On the Data page, activate the data that the floe produced. This should have the same name you chose for the Output hERG Toxicity field of your floe. The data can be activated by clicking on the circle with a plus sign.

In the Spreadsheet Panel on the Analyze page, you can see the molecules, their predicted pyrrolamide values, and the explanation of the output.

Output Columns and Explanations

Class Confidence (hERG Toxicity): How confident the model is with its prediction as High, Medium, and Low.

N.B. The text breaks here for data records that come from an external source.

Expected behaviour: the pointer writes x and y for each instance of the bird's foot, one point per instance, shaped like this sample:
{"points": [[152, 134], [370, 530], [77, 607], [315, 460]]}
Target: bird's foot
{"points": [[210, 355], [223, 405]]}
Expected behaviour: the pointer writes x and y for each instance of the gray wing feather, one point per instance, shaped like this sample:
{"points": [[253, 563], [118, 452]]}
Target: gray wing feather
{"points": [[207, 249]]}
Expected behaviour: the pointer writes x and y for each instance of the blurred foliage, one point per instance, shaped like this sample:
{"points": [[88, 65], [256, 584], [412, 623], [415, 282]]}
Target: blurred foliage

In this context, High, Medium, and Low refer to the prediction confidence and not actual toxicity.
Contributions (hERG Toxicity): Explanation of the prediction based on a local model. Based on the choice of molecule explainer (atom by default), different parts will be color-annotated, with red denoting “vote against hERG active” and blue denoting the opposite.
Scope: If there is an error or warning, this will state what caused the issue.
Predict (hERG Toxicity): Predicts toxicity as High or Low. The background color suggests how confident the model is, with green (most confidence), yellow (average confidence), and red (less confidence or out of scope). If the image has a red or yellow background, it means an error or warning was issued as an additional column in the output (Scope).

Note

We assign ID numbers to each record molecule. This follows a linear ordering over all molecules. So, if you activate both the successful and failure predictions and sort them by number, the order should be the same as for the input.